It’s not the heat that gets you, it’s the humidity!
We have all heard someone say that at some point, and there is some truth to the sentiment. If the weather is very hot but is also pretty dry, then it really does not feel quite as uncomfortable as it would if the air was very humid. That doesn’t mean that you necessarily need to have a dehumidifier installed in your home, of course, but it is something to be aware of.
We are putting aside the conversation about dehumidifiers for n0w, though. Instead, we want to focus specifically on how humidity affects your air conditioning system. What does the air conditioner do when it is very humid? How does it respond? Can it cause problems? Does it even matter at all?
It’s a lot to cover here, so we do want to get right into it. First, though, let us remind you that we are the professionals to call when you need AC services of any kind, including air conditioning repair in Melbourne, FL.
Yes, an Air Conditioner Does Dehumidify the Air
It is not, however, a whole-house dehumidifier. The way in which an air conditioner removes moisture from the air is actually through the cooling process itself. As refrigerant evaporates in the evaporator coil, moisture is drawn out of the air as its temperature drops (due to heat absorption by the refrigerant being evaporated). Is it enough to sufficiently dehumidify the air for more comfortable living conditions? In some instances it may be, but those homeowners struggling to regulate humidity are much better off with designated dehumidification systems.
What Happens to This Moisture?
When your air conditioner removes moisture from the air as a byproduct of the cooling process, it still has to do something with the moisture (which condenses on the evaporator coil). That is where the condensate drain line and drain assembly come into play.

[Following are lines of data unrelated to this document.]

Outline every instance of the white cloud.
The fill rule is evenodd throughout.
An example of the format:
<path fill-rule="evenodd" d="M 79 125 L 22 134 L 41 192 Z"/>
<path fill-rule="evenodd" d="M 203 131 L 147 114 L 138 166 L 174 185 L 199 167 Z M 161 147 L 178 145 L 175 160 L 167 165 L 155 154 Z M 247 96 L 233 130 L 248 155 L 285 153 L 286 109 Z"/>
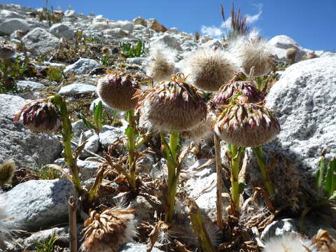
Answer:
<path fill-rule="evenodd" d="M 246 14 L 246 23 L 252 24 L 259 19 L 261 14 L 262 14 L 262 4 L 254 4 L 258 8 L 258 13 L 255 15 Z M 223 33 L 229 32 L 231 30 L 231 17 L 227 18 L 225 22 L 223 22 L 219 27 L 216 26 L 206 27 L 202 25 L 201 28 L 201 33 L 204 35 L 209 35 L 214 38 L 220 38 L 223 36 Z"/>
<path fill-rule="evenodd" d="M 222 30 L 220 28 L 215 26 L 206 27 L 205 25 L 202 25 L 201 32 L 202 34 L 209 35 L 214 38 L 218 38 L 222 36 Z"/>

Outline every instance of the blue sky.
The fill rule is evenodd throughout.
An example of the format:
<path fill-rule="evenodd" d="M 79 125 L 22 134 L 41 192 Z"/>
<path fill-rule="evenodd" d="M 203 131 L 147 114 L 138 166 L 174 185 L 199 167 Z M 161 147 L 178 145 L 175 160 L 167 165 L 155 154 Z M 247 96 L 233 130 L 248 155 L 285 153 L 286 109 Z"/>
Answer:
<path fill-rule="evenodd" d="M 85 15 L 94 12 L 111 20 L 132 20 L 138 16 L 155 18 L 167 27 L 194 33 L 218 34 L 223 26 L 220 5 L 225 18 L 232 1 L 227 0 L 49 0 L 54 8 L 69 6 Z M 336 0 L 236 0 L 248 15 L 252 27 L 261 29 L 267 38 L 288 35 L 304 48 L 336 50 Z M 27 7 L 44 6 L 45 0 L 2 0 Z"/>

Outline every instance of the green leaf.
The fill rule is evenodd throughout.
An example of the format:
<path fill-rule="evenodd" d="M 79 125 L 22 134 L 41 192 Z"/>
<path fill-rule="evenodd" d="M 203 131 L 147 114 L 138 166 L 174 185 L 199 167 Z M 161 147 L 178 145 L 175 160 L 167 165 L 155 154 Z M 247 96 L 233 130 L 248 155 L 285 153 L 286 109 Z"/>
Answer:
<path fill-rule="evenodd" d="M 102 129 L 102 115 L 103 115 L 103 104 L 102 103 L 102 101 L 99 101 L 97 106 L 94 104 L 93 111 L 93 120 L 96 125 L 96 128 L 98 130 L 100 130 Z"/>
<path fill-rule="evenodd" d="M 243 193 L 244 189 L 246 187 L 246 184 L 242 182 L 239 183 L 239 194 Z"/>
<path fill-rule="evenodd" d="M 324 177 L 327 169 L 327 164 L 324 157 L 321 157 L 318 161 L 318 169 L 316 172 L 316 190 L 318 192 L 324 186 Z"/>
<path fill-rule="evenodd" d="M 89 128 L 89 130 L 94 130 L 94 126 L 86 120 L 85 117 L 81 113 L 79 113 L 79 118 L 83 120 L 84 124 Z"/>
<path fill-rule="evenodd" d="M 327 197 L 330 197 L 332 195 L 332 181 L 334 177 L 335 165 L 330 165 L 331 162 L 329 163 L 329 167 L 327 170 L 327 176 L 326 177 L 326 181 L 324 183 L 324 190 Z"/>

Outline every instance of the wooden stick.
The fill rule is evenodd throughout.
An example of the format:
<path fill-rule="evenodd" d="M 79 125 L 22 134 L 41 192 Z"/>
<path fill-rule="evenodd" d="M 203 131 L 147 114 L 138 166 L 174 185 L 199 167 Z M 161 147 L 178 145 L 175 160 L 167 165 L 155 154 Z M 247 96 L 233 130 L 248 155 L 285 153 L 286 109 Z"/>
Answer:
<path fill-rule="evenodd" d="M 77 252 L 77 222 L 76 201 L 74 196 L 70 196 L 69 198 L 69 225 L 70 252 Z"/>
<path fill-rule="evenodd" d="M 217 225 L 223 227 L 223 201 L 222 201 L 222 160 L 220 158 L 220 140 L 216 134 L 214 134 L 214 141 L 215 142 L 216 155 L 216 170 L 217 172 Z"/>

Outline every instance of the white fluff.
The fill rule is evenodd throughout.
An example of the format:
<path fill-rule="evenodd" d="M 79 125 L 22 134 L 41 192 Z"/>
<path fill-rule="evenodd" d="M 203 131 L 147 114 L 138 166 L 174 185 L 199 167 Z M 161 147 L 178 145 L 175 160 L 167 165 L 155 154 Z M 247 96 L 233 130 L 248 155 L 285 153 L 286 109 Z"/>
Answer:
<path fill-rule="evenodd" d="M 255 76 L 267 74 L 273 67 L 272 48 L 257 29 L 230 41 L 228 50 L 234 55 L 235 62 L 241 71 L 246 75 L 252 66 L 255 66 Z"/>
<path fill-rule="evenodd" d="M 155 83 L 170 80 L 175 70 L 176 52 L 162 43 L 151 44 L 145 71 Z"/>
<path fill-rule="evenodd" d="M 299 234 L 288 233 L 271 239 L 265 245 L 264 252 L 318 252 L 311 241 Z"/>

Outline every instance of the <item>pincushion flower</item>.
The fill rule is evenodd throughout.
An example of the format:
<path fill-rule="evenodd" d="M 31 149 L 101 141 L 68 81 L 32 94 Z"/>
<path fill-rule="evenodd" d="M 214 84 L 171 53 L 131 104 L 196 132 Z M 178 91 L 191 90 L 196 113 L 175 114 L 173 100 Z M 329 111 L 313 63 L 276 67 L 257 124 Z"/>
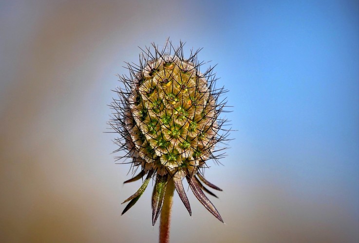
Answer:
<path fill-rule="evenodd" d="M 142 50 L 139 65 L 127 64 L 130 75 L 120 76 L 123 86 L 115 90 L 119 98 L 111 105 L 114 112 L 109 124 L 120 136 L 115 152 L 126 151 L 118 158 L 129 158 L 141 171 L 124 183 L 145 177 L 138 191 L 124 202 L 129 203 L 122 214 L 153 178 L 152 225 L 166 203 L 166 195 L 171 198 L 175 189 L 191 215 L 182 183 L 186 178 L 201 203 L 223 222 L 203 192 L 215 196 L 206 186 L 222 190 L 204 178 L 203 170 L 208 160 L 218 162 L 223 154 L 217 154 L 225 148 L 218 145 L 227 140 L 229 131 L 223 128 L 226 120 L 219 117 L 226 104 L 226 99 L 221 99 L 226 90 L 215 87 L 212 68 L 201 72 L 200 50 L 191 51 L 186 59 L 182 42 L 175 48 L 168 41 L 161 51 L 154 44 L 152 47 L 153 51 Z"/>

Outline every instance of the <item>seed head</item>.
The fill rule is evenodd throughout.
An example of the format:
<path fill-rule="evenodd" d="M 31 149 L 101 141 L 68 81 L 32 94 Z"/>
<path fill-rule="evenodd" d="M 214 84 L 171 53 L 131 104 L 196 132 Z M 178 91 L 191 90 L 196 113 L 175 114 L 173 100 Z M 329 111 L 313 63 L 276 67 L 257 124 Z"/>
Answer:
<path fill-rule="evenodd" d="M 200 202 L 219 220 L 223 222 L 214 206 L 202 190 L 214 195 L 203 183 L 215 190 L 220 189 L 203 176 L 206 163 L 218 161 L 223 155 L 216 155 L 225 148 L 215 147 L 227 140 L 229 130 L 222 126 L 227 121 L 219 116 L 226 106 L 224 88 L 216 88 L 217 79 L 209 68 L 202 73 L 197 55 L 200 50 L 191 51 L 184 57 L 184 44 L 178 48 L 167 41 L 162 51 L 154 44 L 142 50 L 139 65 L 128 63 L 130 77 L 120 76 L 124 87 L 115 90 L 119 99 L 111 106 L 113 119 L 109 122 L 121 138 L 116 140 L 126 154 L 118 159 L 129 158 L 133 168 L 141 172 L 125 183 L 147 176 L 142 186 L 125 201 L 131 200 L 122 214 L 137 202 L 150 180 L 156 177 L 152 196 L 152 224 L 162 208 L 167 182 L 173 180 L 182 201 L 191 214 L 182 184 L 186 177 Z M 202 182 L 201 182 L 202 181 Z"/>

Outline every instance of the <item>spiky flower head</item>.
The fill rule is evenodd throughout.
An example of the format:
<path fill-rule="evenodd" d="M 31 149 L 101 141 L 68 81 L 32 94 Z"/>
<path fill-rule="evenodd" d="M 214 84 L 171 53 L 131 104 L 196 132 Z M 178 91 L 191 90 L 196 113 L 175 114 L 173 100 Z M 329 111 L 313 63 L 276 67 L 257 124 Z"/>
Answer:
<path fill-rule="evenodd" d="M 219 116 L 226 104 L 220 96 L 224 88 L 216 88 L 217 79 L 209 68 L 202 73 L 197 55 L 191 51 L 183 54 L 183 43 L 175 48 L 167 41 L 160 51 L 154 45 L 142 50 L 138 65 L 128 63 L 130 76 L 120 76 L 124 87 L 115 91 L 119 99 L 111 106 L 113 119 L 109 124 L 121 136 L 116 140 L 133 168 L 141 172 L 125 183 L 147 174 L 140 189 L 124 203 L 130 201 L 122 214 L 132 207 L 143 193 L 151 178 L 156 183 L 152 195 L 152 225 L 161 211 L 168 183 L 172 180 L 178 194 L 191 215 L 182 184 L 186 178 L 199 201 L 222 222 L 221 216 L 204 193 L 214 194 L 203 184 L 222 191 L 206 180 L 203 169 L 222 148 L 216 145 L 227 139 L 228 131 L 222 128 L 226 121 Z M 218 147 L 218 146 L 217 146 Z M 217 150 L 216 150 L 216 149 Z"/>

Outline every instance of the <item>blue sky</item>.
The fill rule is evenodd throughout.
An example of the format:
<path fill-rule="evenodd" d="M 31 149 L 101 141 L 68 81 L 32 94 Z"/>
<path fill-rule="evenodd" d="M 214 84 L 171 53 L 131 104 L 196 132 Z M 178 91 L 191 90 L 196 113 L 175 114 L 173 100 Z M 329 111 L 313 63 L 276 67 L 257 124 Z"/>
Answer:
<path fill-rule="evenodd" d="M 226 224 L 189 191 L 173 242 L 359 239 L 358 1 L 3 1 L 0 32 L 0 240 L 157 241 L 103 132 L 124 62 L 168 36 L 217 64 L 235 130 L 206 171 Z"/>

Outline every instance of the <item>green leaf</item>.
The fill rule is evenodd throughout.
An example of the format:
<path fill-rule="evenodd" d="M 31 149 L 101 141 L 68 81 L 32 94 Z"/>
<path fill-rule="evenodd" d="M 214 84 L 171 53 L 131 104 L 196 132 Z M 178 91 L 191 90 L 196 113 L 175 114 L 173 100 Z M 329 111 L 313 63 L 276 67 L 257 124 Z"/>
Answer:
<path fill-rule="evenodd" d="M 157 175 L 156 185 L 152 195 L 152 225 L 154 226 L 161 212 L 167 187 L 167 174 Z"/>
<path fill-rule="evenodd" d="M 121 214 L 121 215 L 126 212 L 130 208 L 131 208 L 132 206 L 134 205 L 136 202 L 140 198 L 140 197 L 142 195 L 143 192 L 145 191 L 146 188 L 147 187 L 147 185 L 149 184 L 150 179 L 152 177 L 152 174 L 153 174 L 153 171 L 150 171 L 148 174 L 147 174 L 147 177 L 145 180 L 145 181 L 143 182 L 143 184 L 142 184 L 142 185 L 141 186 L 141 187 L 140 187 L 140 188 L 137 190 L 137 191 L 136 191 L 136 192 L 134 193 L 134 194 L 127 198 L 122 203 L 122 204 L 124 204 L 127 202 L 128 202 L 130 200 L 131 200 L 131 201 L 130 202 L 130 203 L 126 206 L 126 208 L 125 208 L 125 209 L 122 211 L 122 213 Z"/>
<path fill-rule="evenodd" d="M 210 201 L 209 201 L 209 199 L 203 193 L 203 191 L 201 189 L 201 186 L 198 184 L 194 176 L 190 177 L 189 175 L 187 175 L 186 178 L 187 179 L 187 181 L 188 181 L 188 184 L 189 184 L 189 187 L 190 187 L 192 191 L 193 192 L 193 194 L 197 197 L 197 199 L 198 199 L 198 201 L 205 206 L 205 208 L 207 210 L 214 215 L 216 218 L 218 219 L 220 221 L 224 223 L 223 220 L 216 209 L 214 205 L 213 205 Z"/>

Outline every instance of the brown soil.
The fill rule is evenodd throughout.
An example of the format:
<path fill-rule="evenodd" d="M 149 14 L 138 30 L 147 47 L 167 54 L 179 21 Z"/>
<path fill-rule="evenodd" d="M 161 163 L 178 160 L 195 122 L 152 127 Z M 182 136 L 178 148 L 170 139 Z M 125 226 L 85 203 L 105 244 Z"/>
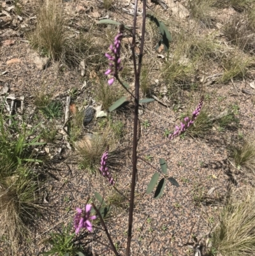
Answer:
<path fill-rule="evenodd" d="M 10 6 L 8 2 L 2 2 L 4 4 L 4 10 Z M 126 2 L 129 3 L 129 1 L 123 3 L 114 1 L 113 8 L 110 11 L 102 8 L 99 1 L 65 2 L 63 4 L 66 10 L 69 10 L 70 15 L 75 13 L 78 6 L 84 6 L 89 3 L 89 5 L 93 7 L 94 9 L 89 13 L 82 15 L 75 13 L 77 24 L 82 23 L 83 15 L 89 15 L 93 22 L 96 20 L 92 14 L 98 12 L 100 17 L 108 14 L 110 19 L 131 25 L 133 16 L 124 13 L 122 9 L 126 8 Z M 181 2 L 185 4 L 185 1 Z M 76 68 L 66 68 L 60 72 L 60 64 L 51 62 L 45 70 L 36 68 L 33 63 L 36 54 L 27 41 L 26 31 L 21 26 L 24 20 L 28 20 L 27 17 L 34 15 L 32 8 L 29 8 L 31 3 L 28 2 L 26 4 L 28 10 L 31 10 L 31 13 L 23 15 L 23 22 L 18 20 L 17 26 L 13 23 L 5 24 L 0 30 L 2 41 L 0 48 L 0 89 L 7 82 L 10 94 L 24 95 L 25 114 L 29 115 L 35 107 L 33 98 L 38 91 L 53 91 L 53 97 L 64 103 L 68 90 L 75 87 L 81 88 L 85 80 L 88 86 L 79 95 L 80 98 L 87 100 L 89 104 L 94 102 L 94 105 L 99 105 L 99 102 L 94 101 L 94 82 L 87 76 L 81 77 Z M 161 19 L 166 20 L 166 23 L 171 23 L 173 15 L 170 9 L 163 11 L 159 5 L 151 3 L 148 4 Z M 139 1 L 140 10 L 142 10 L 142 2 Z M 230 8 L 217 9 L 215 11 L 216 17 L 224 13 L 224 17 L 221 19 L 227 20 L 230 19 L 233 13 L 237 12 Z M 13 19 L 16 17 L 14 12 L 11 12 L 11 15 Z M 189 17 L 177 20 L 180 26 L 182 23 L 192 21 Z M 142 17 L 140 15 L 138 34 L 141 22 Z M 214 24 L 220 22 L 219 17 L 219 20 L 214 21 Z M 29 26 L 33 27 L 34 26 L 34 20 L 31 19 L 26 29 L 29 30 Z M 211 29 L 212 31 L 217 29 L 215 27 L 201 29 Z M 173 28 L 173 31 L 175 29 L 176 27 Z M 5 45 L 4 41 L 8 40 L 15 42 L 11 45 Z M 153 49 L 150 49 L 150 51 L 153 52 L 156 58 L 157 53 L 153 52 Z M 21 61 L 7 65 L 6 62 L 14 58 Z M 155 75 L 153 80 L 161 79 L 159 72 L 153 72 Z M 103 71 L 99 72 L 103 73 Z M 201 73 L 198 72 L 198 75 Z M 212 73 L 208 72 L 206 75 L 217 73 L 220 73 L 219 70 L 212 68 Z M 130 83 L 133 81 L 133 79 L 131 80 Z M 169 176 L 178 182 L 180 187 L 167 183 L 162 197 L 158 200 L 154 199 L 153 194 L 147 195 L 145 192 L 155 170 L 142 160 L 138 161 L 132 255 L 193 255 L 194 248 L 199 245 L 203 245 L 202 252 L 205 253 L 207 239 L 219 220 L 219 213 L 228 193 L 235 187 L 254 185 L 250 177 L 242 174 L 235 174 L 235 169 L 231 165 L 233 160 L 229 158 L 228 150 L 231 144 L 238 140 L 238 133 L 242 133 L 244 137 L 254 133 L 255 112 L 252 96 L 244 94 L 241 91 L 245 89 L 254 91 L 254 89 L 249 86 L 251 81 L 252 77 L 250 75 L 242 80 L 234 80 L 233 83 L 222 84 L 216 82 L 208 86 L 201 85 L 196 91 L 183 91 L 177 96 L 177 101 L 180 103 L 180 107 L 177 109 L 175 107 L 177 104 L 175 105 L 171 99 L 165 102 L 169 105 L 168 108 L 157 102 L 141 108 L 143 113 L 140 117 L 139 156 L 142 158 L 152 156 L 150 163 L 156 169 L 159 167 L 159 158 L 164 158 L 168 164 Z M 164 81 L 159 81 L 160 86 L 164 87 Z M 160 91 L 161 87 L 159 87 L 156 91 Z M 240 108 L 237 114 L 240 119 L 238 126 L 220 132 L 214 125 L 212 132 L 202 139 L 186 137 L 184 139 L 178 137 L 170 141 L 164 137 L 164 131 L 166 128 L 173 131 L 175 125 L 178 124 L 182 112 L 189 109 L 191 105 L 194 109 L 202 94 L 206 95 L 204 107 L 208 107 L 212 115 L 219 114 L 233 104 L 238 105 Z M 167 97 L 166 96 L 164 99 Z M 220 103 L 219 97 L 224 98 Z M 124 121 L 126 134 L 124 139 L 119 142 L 119 148 L 124 153 L 119 158 L 118 165 L 112 168 L 112 172 L 117 189 L 128 195 L 132 170 L 132 107 L 119 112 L 115 118 Z M 150 124 L 147 129 L 142 125 L 145 120 L 148 120 Z M 63 122 L 62 120 L 62 124 Z M 93 122 L 96 123 L 97 120 Z M 20 255 L 37 255 L 39 252 L 48 249 L 48 245 L 43 245 L 41 241 L 48 237 L 49 232 L 59 231 L 62 224 L 71 221 L 75 208 L 83 207 L 88 196 L 94 200 L 94 193 L 98 192 L 104 195 L 107 202 L 107 199 L 114 192 L 107 181 L 99 174 L 90 174 L 86 170 L 80 170 L 75 151 L 68 149 L 64 141 L 59 142 L 59 145 L 49 144 L 48 147 L 52 152 L 58 147 L 61 147 L 62 151 L 43 166 L 43 171 L 48 177 L 44 189 L 48 194 L 48 203 L 45 203 L 43 218 L 36 223 L 31 224 L 33 243 L 29 249 L 27 246 L 20 245 Z M 54 154 L 52 153 L 52 154 Z M 212 188 L 213 192 L 207 195 Z M 94 202 L 96 202 L 96 200 Z M 121 255 L 125 254 L 126 246 L 127 213 L 126 204 L 122 207 L 112 206 L 110 215 L 106 220 L 109 233 L 113 243 L 118 245 Z M 109 243 L 100 225 L 94 225 L 92 234 L 85 232 L 86 236 L 82 241 L 86 244 L 85 248 L 89 248 L 92 255 L 113 255 L 108 250 Z"/>

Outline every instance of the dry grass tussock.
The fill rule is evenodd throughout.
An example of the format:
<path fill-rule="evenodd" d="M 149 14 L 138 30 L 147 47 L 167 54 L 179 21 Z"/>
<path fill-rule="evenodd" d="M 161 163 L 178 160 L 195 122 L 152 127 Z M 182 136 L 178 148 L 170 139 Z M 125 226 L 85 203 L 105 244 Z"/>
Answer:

The condensation simply drips off of the coil, and collects in the drain pan. Then, it drains out through the drain line.
If the pan is rusted through, if it is misaligned, or if the drain line is clogged up for any reason, that condensate can back up and leak around the AC unit. We sometimes get calls from worried homeowners that think their air conditioning systems have sprung a leak, as a result! Fortunately, the necessary fix is quite easy in such cases.
Can Condensate Cause Other Problems?
In at least one case, yes—very much so, in fact!
If you have a refrigerant leak, the evaporator coil is going to get too cold because it is not drawing a sufficient amount of heat out of the air. When that happens, ice can develop on the coil. That creates an insulating barrier, which in turn makes it all the more difficult for the AC to remove a sufficient amount of heat. That leads to increased wear and tear, as well as reduced energy efficiency and cooling output.